No recuerdo por qué abrí ese libro por primera vez. Supongo que la curiosidad por lo desconocido y la inquietud del lector que ya es consciente de que nunca podrá leer todo lo que desearía, y que no quiere dejar pasar oportunidades. El caso es que, tras una primera experiencia, me vi tentado a investigar la historia de esa literatura, el contexto socio-político, su poética y a sus autores; adquiriría el libro y lo devoraría. Afortunadamente, no lo hice.
Fue una buena decisión, pues aposté por ignorar lo concreto y dejar a la imaginación libre. Borges, en su conferencia La música de las palabras y la traducción lo expresó con sabiduría: “Imagino que, en un futuro, los hombres se preocuparán por la belleza, no por las circunstancias de la belleza”. ¿El resultado?, una lectura más intensa y una comprensión profunda del sentimiento lírico; ¿lo que encontré en las poesías?, trataré de explicarlo.
Es la aprehensión del instante. El tiempo detenido donde todo lo que sucede se amplifica hasta adquirir intenso significado: el murmullo de una hoja seca arrastrada por el viento, el rumor de las gotas de lluvia empapando el suelo, la bruma y el sol, el color de la flor, las estaciones que van y siempre vuelven, las cumbres misteriosas que esconden leyendas todavía no narradas; el recuerdo del hijo, del amor ausente, de las glorias y penurias pasadas, el siseo de una conversación lejana entre dos ancianos que no llegamos a descifrar, aquella noche en la que apuramos la copa de la amistad…
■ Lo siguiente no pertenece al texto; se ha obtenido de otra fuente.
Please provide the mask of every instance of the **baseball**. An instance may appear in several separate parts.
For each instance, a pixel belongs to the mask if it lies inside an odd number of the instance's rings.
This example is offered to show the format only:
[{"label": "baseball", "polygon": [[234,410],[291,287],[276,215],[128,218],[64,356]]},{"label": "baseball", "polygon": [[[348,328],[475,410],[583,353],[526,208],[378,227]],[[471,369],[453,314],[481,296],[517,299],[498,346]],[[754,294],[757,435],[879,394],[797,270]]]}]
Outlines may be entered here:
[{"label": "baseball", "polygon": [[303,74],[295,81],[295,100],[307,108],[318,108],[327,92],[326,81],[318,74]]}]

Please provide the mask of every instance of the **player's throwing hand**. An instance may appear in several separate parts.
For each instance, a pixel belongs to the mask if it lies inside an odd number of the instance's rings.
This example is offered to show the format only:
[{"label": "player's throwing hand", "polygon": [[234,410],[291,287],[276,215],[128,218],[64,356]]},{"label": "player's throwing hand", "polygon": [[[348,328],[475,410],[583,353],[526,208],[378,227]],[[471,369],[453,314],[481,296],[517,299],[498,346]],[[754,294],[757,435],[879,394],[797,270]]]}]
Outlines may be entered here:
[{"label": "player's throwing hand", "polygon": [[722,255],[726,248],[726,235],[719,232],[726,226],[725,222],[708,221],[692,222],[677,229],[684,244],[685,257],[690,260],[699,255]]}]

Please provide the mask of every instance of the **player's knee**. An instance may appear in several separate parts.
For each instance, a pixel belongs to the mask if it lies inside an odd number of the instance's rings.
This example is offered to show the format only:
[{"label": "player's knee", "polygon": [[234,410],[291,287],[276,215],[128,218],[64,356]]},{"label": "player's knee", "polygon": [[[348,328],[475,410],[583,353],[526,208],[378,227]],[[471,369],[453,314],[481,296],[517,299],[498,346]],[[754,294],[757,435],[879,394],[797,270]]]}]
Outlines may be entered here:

Es, en fin, el universo, hermoso e indiferente a los hombres, y sólo disponible para aquel que ha conseguido detenerse y sentir.
Haré una excepción a mi voluntaria ignorancia de las «circunstancias de la belleza» porque sería injusto no nombrar al traductor, el filólogo e hispanista vietnamita Guojian Chen. Con sensibilidad de orfebre ha traducido a un hermoso castellano unas obras que la mayoría no leeremos en su idioma original. Hasta qué punto se ha mantenido fiel al poema original o, como dice el citado Borges, ha creado una “belleza propia” diferente del original nunca podremos saberlo. Pero ¿a quién le preocupa eso?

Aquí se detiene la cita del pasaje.